Bil cümle milli, manevi mukaddes değerlerimizi alay konusu ettiler. Okullarda dini tazyif eden müsamereler yaptılar. (Bizzat ben yaşadım.)
Dinimiz: “iki gününü müsavi geçiren Müslüman aldanmıştır.” Buyururken; Bizleri tembelliğe, israfa alıştırdılar. Üreten değil sadece tüketen ve batı hayranı, moda düşkünü bir toplum haline getirmeye çalıştılar. Hatırlar mısınız bilmem biz zamanlara peygamber ocağında Mehmetçiğimizin yemeğini yediği kaşığına bile USA yazıyordu. Üzülerek ifade edelim ki, din, vatan düşmanları hain planlarının birçoğunu ne yazık ki, ülkemizde başardılar.
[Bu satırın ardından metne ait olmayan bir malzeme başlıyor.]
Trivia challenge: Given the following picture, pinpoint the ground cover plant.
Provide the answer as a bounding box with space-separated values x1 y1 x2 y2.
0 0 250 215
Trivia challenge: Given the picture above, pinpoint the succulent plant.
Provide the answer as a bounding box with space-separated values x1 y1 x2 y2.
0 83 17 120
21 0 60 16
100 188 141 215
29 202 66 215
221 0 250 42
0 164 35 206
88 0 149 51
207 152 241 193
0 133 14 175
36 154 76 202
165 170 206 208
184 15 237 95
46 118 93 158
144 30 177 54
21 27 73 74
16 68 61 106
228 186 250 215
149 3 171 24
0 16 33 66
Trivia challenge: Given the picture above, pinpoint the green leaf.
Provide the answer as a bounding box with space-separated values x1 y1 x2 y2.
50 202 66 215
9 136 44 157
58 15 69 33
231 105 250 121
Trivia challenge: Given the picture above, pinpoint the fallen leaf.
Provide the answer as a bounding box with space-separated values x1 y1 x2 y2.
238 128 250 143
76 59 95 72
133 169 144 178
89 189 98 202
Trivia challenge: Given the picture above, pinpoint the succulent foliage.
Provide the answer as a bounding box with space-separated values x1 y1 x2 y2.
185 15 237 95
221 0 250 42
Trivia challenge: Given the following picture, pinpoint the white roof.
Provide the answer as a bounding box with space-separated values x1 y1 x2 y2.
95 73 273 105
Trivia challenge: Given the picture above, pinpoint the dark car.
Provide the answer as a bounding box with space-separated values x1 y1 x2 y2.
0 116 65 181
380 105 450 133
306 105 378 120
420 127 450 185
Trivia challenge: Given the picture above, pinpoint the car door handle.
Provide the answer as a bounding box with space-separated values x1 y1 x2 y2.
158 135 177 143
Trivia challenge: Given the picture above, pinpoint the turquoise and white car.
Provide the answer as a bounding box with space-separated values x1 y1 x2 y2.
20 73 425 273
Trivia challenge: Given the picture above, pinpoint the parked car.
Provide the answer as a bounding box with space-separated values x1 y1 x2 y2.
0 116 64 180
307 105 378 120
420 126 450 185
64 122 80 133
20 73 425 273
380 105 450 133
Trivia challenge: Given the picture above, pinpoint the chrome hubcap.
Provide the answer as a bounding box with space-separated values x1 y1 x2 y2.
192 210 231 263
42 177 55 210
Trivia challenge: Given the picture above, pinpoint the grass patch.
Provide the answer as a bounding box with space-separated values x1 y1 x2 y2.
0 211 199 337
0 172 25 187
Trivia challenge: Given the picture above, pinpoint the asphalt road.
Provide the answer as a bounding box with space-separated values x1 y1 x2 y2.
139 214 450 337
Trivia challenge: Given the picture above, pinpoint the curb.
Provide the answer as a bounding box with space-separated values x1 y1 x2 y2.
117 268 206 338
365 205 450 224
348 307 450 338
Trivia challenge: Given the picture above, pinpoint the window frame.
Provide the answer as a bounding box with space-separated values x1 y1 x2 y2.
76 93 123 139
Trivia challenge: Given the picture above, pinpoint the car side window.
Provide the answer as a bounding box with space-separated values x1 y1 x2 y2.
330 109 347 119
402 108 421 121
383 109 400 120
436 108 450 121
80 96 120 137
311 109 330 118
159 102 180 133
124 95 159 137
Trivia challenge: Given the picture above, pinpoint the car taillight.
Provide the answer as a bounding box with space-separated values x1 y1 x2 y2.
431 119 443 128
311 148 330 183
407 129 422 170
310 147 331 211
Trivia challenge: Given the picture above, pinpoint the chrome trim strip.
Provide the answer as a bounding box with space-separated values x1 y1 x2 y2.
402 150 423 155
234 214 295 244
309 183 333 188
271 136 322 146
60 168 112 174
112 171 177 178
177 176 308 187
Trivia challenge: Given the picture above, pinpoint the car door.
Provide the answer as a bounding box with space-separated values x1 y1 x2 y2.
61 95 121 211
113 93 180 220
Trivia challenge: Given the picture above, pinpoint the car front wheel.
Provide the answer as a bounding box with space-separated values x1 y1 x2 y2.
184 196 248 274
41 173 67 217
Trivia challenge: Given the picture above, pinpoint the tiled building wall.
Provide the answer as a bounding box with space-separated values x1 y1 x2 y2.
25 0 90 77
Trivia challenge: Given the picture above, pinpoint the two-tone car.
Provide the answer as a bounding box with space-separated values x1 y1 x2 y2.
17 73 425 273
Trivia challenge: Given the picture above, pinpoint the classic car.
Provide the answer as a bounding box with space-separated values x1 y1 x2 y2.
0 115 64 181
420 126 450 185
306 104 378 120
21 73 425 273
Yıllarca ilkokullarda dönmelerin yazdıkları alfabelerde: “uyu uyu yat uyu, suna ip atla, ali topu tut” gibi saçma sapan şeyleri okuttular.
Din diye bize Hinduların ineklere tapmalarını, Mecusilerin ateşe tapmalarını ve birçok batıl dinleri anlattılar.
İlim diye kurbağanın iç organlarını, balığın solungaçlarını okuttular.
Peki ne oldu?
Az gittik, uz gittik sonunda durum ortada.
İmam hatip okullarında, ilahiyat fakültelerinde bile deist, ateist, namaz, kılmayan, hatta içki ve sigara içen gençlerimiz maalesef çoğaldı…
Çare ne? Çare kendi öz benliğimize, milli ve manevi değerlerimize dönmek, taklitçi ve batı hayranı olmaktan kurtulmaktır.
Rabbim bu husus için çalışanların sayılarını, gayretlerini çoğaltsın inşallah…
Cümleniz Mevla’ya emanet olunuz..
TEBRİK:
Yurt içindeki, yurt dışındaki bilcümle din kardeşlerimin mübarek RAMAZANI Şerif bayramlarını gönülden tebrik eder,
Milletimiz, memleketimiz, alemi İslam ve tüm dünya için huzur ve sükün’e vesile olmasını Cenab-ı Hak’tan niyaz ederim.